Saturday, March 10, 2007

Animals (1977)

It seems appropriate to start with the the band and the album that flips all my switches: Animals (1977) by Pink Floyd.

This album is still as amazing to me now as when I first heard it, though I can't say as I recall when that was exactly. When I was a junior in high school, my friend and I went to stay with my aunt in London for a week during school break. Somehow I caught wind that the building on the cover of this album actually existed, was called the Battersea Power Station, and was in London. I think I had seen something in an English newspaper at the time about an attempt to do something with the defunct building. Some musical pilgrimages end at the Père Lachaise Cemetery where Jim Morrison's is entombed, some in Memphis, Tennessee at Elvis' Graceland, or for others perhaps making it to a sermon by the Reverend Al Green. For me, at seventeen, my musical pilgrimage concluded (or had it just begun?) at the Battersea Power Station. It remains one of the most surreal sights I have experienced. It was like I was looking at a giant cartoon that had been plopped down in the middle of a city. Seriously bizarre. Not like any other visual experience I have had before or since. I think parts of my brain melded or crossed over or something, I don't know. The recent movie Children of Men by the director Alfonso Cuarón aptly pays homage to this brilliant album (I won't tell you where the reference is in the film because I think it will be best to just notice it).

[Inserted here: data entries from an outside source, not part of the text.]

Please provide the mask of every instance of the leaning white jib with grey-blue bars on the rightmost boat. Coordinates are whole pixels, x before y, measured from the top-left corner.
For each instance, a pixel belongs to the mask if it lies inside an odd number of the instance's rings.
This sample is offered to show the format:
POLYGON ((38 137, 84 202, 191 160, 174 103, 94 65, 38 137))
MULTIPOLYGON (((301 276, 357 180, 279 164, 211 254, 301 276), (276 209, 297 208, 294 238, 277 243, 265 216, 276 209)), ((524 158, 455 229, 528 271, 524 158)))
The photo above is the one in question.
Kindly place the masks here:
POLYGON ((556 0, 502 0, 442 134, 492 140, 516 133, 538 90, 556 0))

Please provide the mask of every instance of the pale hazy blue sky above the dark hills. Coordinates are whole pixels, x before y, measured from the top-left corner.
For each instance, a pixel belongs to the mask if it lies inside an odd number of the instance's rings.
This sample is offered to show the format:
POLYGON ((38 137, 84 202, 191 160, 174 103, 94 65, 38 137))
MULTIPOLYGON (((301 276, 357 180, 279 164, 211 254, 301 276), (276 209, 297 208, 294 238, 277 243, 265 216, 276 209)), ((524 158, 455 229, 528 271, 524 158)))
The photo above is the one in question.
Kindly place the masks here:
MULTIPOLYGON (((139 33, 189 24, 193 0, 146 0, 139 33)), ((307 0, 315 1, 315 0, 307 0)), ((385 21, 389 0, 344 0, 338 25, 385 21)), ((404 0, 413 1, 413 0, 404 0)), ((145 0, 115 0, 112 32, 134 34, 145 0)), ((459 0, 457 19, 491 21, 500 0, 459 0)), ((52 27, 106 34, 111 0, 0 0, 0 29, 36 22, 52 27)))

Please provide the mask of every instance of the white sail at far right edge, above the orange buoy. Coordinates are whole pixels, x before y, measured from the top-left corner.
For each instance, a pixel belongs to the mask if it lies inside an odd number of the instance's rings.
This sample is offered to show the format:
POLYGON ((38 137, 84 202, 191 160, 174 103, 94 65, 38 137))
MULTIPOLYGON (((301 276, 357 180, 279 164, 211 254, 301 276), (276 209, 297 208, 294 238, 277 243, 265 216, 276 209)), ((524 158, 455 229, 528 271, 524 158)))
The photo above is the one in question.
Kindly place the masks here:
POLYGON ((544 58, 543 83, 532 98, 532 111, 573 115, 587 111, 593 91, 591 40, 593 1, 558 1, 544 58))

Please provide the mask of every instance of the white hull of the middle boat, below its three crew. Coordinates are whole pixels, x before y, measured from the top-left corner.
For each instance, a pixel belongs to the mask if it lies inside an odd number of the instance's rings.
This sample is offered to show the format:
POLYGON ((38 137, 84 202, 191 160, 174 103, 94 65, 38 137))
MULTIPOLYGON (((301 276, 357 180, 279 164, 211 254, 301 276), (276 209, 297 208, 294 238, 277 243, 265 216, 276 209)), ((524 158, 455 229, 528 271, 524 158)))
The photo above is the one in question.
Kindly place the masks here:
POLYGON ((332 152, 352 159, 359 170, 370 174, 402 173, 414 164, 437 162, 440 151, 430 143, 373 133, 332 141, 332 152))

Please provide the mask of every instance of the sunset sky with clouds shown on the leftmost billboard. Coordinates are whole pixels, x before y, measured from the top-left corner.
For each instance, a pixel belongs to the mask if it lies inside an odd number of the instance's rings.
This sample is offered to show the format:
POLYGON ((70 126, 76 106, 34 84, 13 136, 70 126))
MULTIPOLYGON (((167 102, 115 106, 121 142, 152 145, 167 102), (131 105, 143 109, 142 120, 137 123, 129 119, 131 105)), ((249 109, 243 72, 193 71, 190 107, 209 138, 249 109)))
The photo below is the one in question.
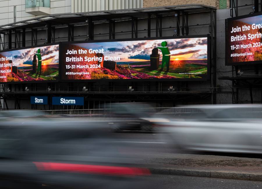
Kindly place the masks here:
MULTIPOLYGON (((59 45, 49 45, 45 47, 35 47, 30 49, 22 49, 15 51, 1 52, 0 54, 4 57, 13 56, 13 63, 20 63, 19 67, 33 65, 33 56, 40 49, 42 56, 42 65, 58 64, 59 63, 59 45)), ((36 58, 37 60, 37 58, 36 58)), ((1 63, 1 61, 0 61, 1 63)))

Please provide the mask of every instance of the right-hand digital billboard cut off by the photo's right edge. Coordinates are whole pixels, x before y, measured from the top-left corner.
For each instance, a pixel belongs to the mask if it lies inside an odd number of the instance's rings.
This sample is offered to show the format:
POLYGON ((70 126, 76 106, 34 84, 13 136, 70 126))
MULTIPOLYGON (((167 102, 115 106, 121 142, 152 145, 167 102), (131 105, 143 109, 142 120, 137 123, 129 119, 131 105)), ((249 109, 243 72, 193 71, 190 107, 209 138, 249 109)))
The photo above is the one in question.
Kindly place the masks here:
POLYGON ((262 15, 226 19, 226 65, 257 64, 262 60, 262 15))

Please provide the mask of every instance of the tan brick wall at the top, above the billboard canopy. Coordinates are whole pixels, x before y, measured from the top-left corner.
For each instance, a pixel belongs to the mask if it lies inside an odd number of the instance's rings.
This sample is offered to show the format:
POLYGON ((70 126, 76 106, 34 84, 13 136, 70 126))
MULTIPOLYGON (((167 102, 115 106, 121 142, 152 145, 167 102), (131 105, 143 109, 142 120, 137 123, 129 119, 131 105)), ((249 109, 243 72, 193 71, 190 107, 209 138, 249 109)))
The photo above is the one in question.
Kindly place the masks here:
POLYGON ((158 7, 171 5, 186 5, 186 4, 203 4, 207 6, 217 7, 217 9, 229 8, 230 0, 144 0, 144 7, 158 7))

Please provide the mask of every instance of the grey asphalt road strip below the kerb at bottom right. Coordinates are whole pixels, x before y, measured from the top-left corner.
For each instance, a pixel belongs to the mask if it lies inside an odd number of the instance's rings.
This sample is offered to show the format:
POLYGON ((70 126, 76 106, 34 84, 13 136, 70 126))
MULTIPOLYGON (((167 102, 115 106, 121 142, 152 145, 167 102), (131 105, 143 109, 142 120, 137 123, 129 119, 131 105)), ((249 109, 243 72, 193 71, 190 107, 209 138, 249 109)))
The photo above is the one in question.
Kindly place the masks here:
POLYGON ((216 189, 216 188, 262 188, 261 181, 217 179, 195 176, 157 174, 150 178, 151 189, 216 189))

Being my favorite album, I could mention many things about this album both from my own life and as Pink Floyd data. I am going to limit myself to the most fundamental pieces of information to know about this album if you intend to listen to Animals for the first time. Most importantly, Animals is based on George Orwell's allegorical satire Animal Farm. Each of the songs is named after an animal (pigs, dogs, and sheep) that appears in Orwell's novel representing a particular social class. The first and last song on the album ("Pigs on the Wing, Part 1 & 2") apparently were written by Roger Waters to his wife at the time. Both of these songs are solid, but no match to the three fucking fantastic pieces that compose the core of this gem. (Could it be that these relational bookend songs are Waters' offering of a more optimistic insight on enduring such a bleak and depressing, albeit rather accurate, outlook on society?)

As an ensemble, Pink Floyd has had quite the dynamic history. Interestingly this album was produced when some significantly troubling relationship issues were emerging within the band, which ultimately, I think it is accurate to say, led to Waters leaving the band (marking, in my opinion, the dissolution of Pink Floyd). David Gilmore's guitar work is as present and necessary as Water's lyrics. Rick Wright's keyboard work, however, is sparse, though immensely effective when used, further dredging the already dark abysmal instrumental mood of Animals. Nick Mason's not-to-be-forgotten rhythmic drumming is so very solid, as always.